Dalam hal ceramah, Pak Natsir ceramahnya begitu tajam dan menusuk hati. Seluruh ucapannya menjadi pegangan umat. Meskipun pidatonya tidak berapi-api seperti pidato Soekarno yang bisa menggerakkan orang, tapi pidato Pak Natsir sangat menusuk hati dan kemudian dijadikan pegangan oleh pendengarnya.

Pak Natsir memiliki harapan besar. Menurutnya segala sesuatu tidak bisa terlepas dari Islam. Pak Natsir ketika itu berusaha membangkitkan dari berbagai sisi. Meskipun tidak langsung angkat senjata, Pak Natsir tetap berjuang melalui kelihaian dan kecerdasan. Dalam perjuangan Pak Natsir menampilkan pemikiran yang akomodatif terhadap keinginan semua orang sehingga membuat beliau disegani oleh semua orang.

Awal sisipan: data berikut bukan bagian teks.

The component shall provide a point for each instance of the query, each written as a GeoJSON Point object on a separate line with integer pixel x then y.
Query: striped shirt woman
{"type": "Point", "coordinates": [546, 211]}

Secara umum saya ingin melanjutkan perjuangan Pak Natsir karena pada dasarnya orientasi dakwahnya sama. Tapi, saya sadari bahwa saya memiliki beberapa keterbatasan. Jadi, yang terpenting bagaimana dalam berdakwah ini saya tidak keluar dari tuntunan Al-Qur’an dan Sunnah. Selain itu, saya juga aktif menulis, mengurusi Dewan Dakwah perwakilan Jawa Tengah, berdakwah, mengasuk pesantren, dan membuat majlis taklim di rumah yang biasanya digunakan kajian oleh beberapa tokoh.


(Ini adalah hasil wawancara Fahrur Mu’is, S.Pd.I dengan Ustadz Ahmad Husnan pada hari Rabu, 18 Juni 2008, pukul 09.00-10.30 di Ngruki, Cemani, Sukoharjo)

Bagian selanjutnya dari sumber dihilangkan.